Journal of Dynamic Systems Measurement and Control ◽

10.1115/1.4027173 ◽

2014 ◽

Vol 136 (5) ◽

Cited By ~ 10

Author(s):

Hossein Gholizadeh ◽

Doug Bitner ◽

Richard Burton ◽

Greg Schoenau

Keyword(s):

Experimental Data ◽

Bulk Modulus ◽

Theoretical Models ◽

Operating Conditions ◽

Air Bubbles ◽

Pressure Sensitivity ◽

Hydraulic Oil ◽

Effective Bulk Modulus ◽

Experimental Apparatus ◽

Major Factors

It is well known that the presence of entrained air bubbles in hydraulic oil can significantly reduce the effective bulk modulus of hydraulic oil.

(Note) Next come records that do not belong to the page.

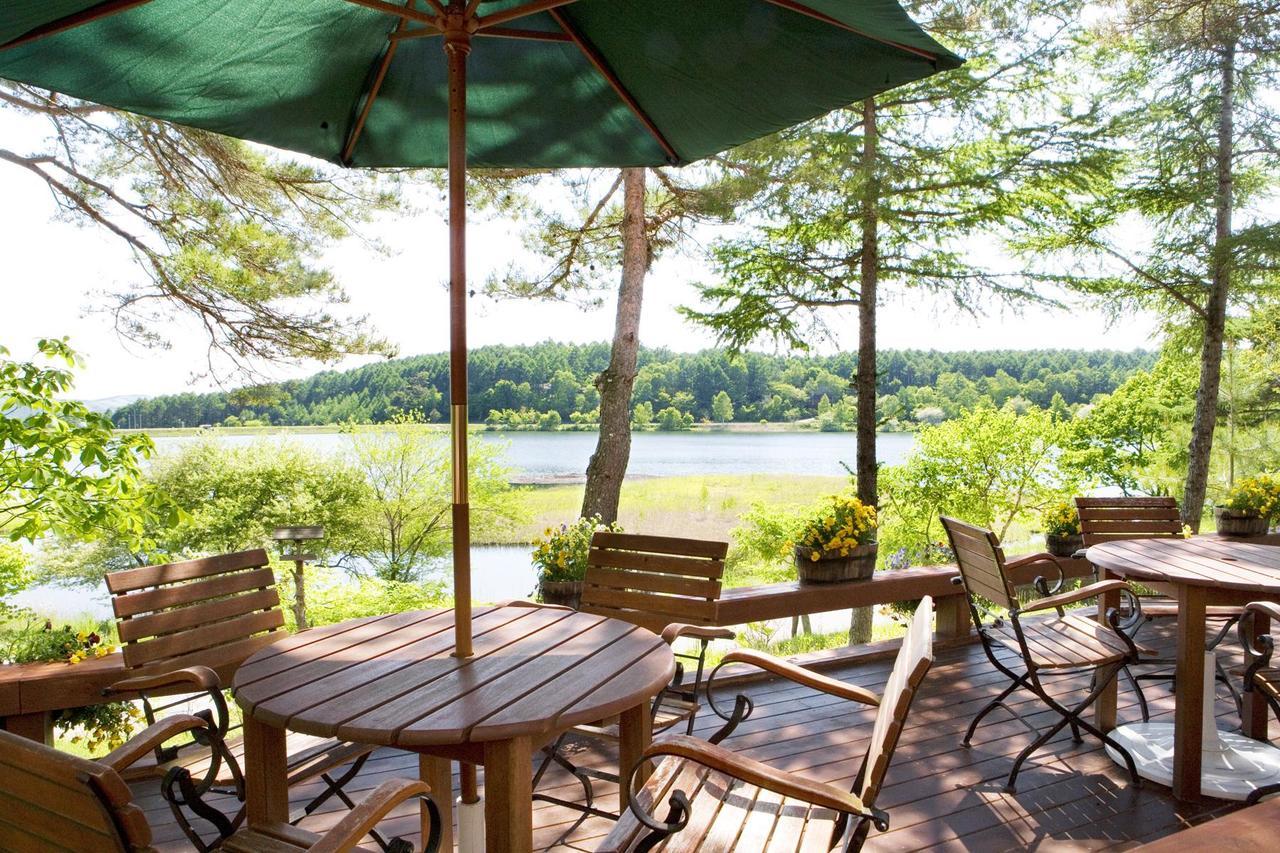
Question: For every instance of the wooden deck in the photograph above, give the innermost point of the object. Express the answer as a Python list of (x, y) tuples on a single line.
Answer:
[(940, 796)]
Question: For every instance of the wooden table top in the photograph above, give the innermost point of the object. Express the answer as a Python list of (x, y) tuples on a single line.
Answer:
[(392, 680), (1200, 561)]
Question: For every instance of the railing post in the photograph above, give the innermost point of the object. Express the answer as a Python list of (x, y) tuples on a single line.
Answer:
[(952, 617)]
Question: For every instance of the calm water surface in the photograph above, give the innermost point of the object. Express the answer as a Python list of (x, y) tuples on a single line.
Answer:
[(554, 456), (503, 571)]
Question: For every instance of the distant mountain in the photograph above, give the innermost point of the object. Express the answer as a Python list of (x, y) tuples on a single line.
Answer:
[(109, 404), (553, 383)]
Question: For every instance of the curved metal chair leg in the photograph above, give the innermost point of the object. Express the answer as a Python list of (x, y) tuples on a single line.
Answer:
[(991, 706), (1025, 753), (1142, 697)]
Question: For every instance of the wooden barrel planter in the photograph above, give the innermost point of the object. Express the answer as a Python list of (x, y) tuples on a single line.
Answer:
[(561, 592), (1234, 523), (833, 568), (1061, 546)]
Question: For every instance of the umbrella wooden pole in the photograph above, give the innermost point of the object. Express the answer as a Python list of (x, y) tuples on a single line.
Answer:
[(457, 45)]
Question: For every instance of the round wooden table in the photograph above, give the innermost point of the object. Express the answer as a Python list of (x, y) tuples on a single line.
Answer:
[(393, 680), (1198, 573)]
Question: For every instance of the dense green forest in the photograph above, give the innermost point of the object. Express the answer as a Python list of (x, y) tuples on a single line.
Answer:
[(552, 383)]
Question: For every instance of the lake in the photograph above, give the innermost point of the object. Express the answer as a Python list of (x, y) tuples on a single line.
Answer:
[(547, 457), (503, 571)]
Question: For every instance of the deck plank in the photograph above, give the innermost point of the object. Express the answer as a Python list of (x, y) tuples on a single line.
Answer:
[(940, 796)]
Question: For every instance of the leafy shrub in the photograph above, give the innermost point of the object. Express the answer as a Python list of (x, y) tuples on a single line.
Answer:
[(671, 420), (1257, 496), (96, 726), (561, 552), (334, 597)]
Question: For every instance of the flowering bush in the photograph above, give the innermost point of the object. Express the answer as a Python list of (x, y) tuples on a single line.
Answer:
[(1061, 520), (840, 525), (96, 726), (1256, 496), (561, 552)]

The effective bulk modulus of a mixture of oil and air as pressure changes is considerably different than when the oil and air are not mixed. Theoretical models have been proposed in the literature to simulate the pressure sensitivity of the effective bulk modulus of this mixture. However, limited amounts of experimental data are available to prove the validity of the models under various operating conditions. The major factors that affect pressure sensitivity of the effective bulk modulus of the mixture are the amount of air bubbles, their size and the distribution, and rate of compression of the mixture. An experimental apparatus was designed to investigate the effect of these variables on the effective bulk modulus of the mixture. The experimental results were compared with existing theoretical models, and it was found that the theoretical models only matched the experimental data under specific conditions. The purpose of this paper is to specify the conditions in which the current theoretical models can be used to represent the real behavior of the pressure sensitivity of the effective bulk modulus of the mixture. Additionally, a new theoretical model is proposed for situations where the current models fail to truly represent the experimental data.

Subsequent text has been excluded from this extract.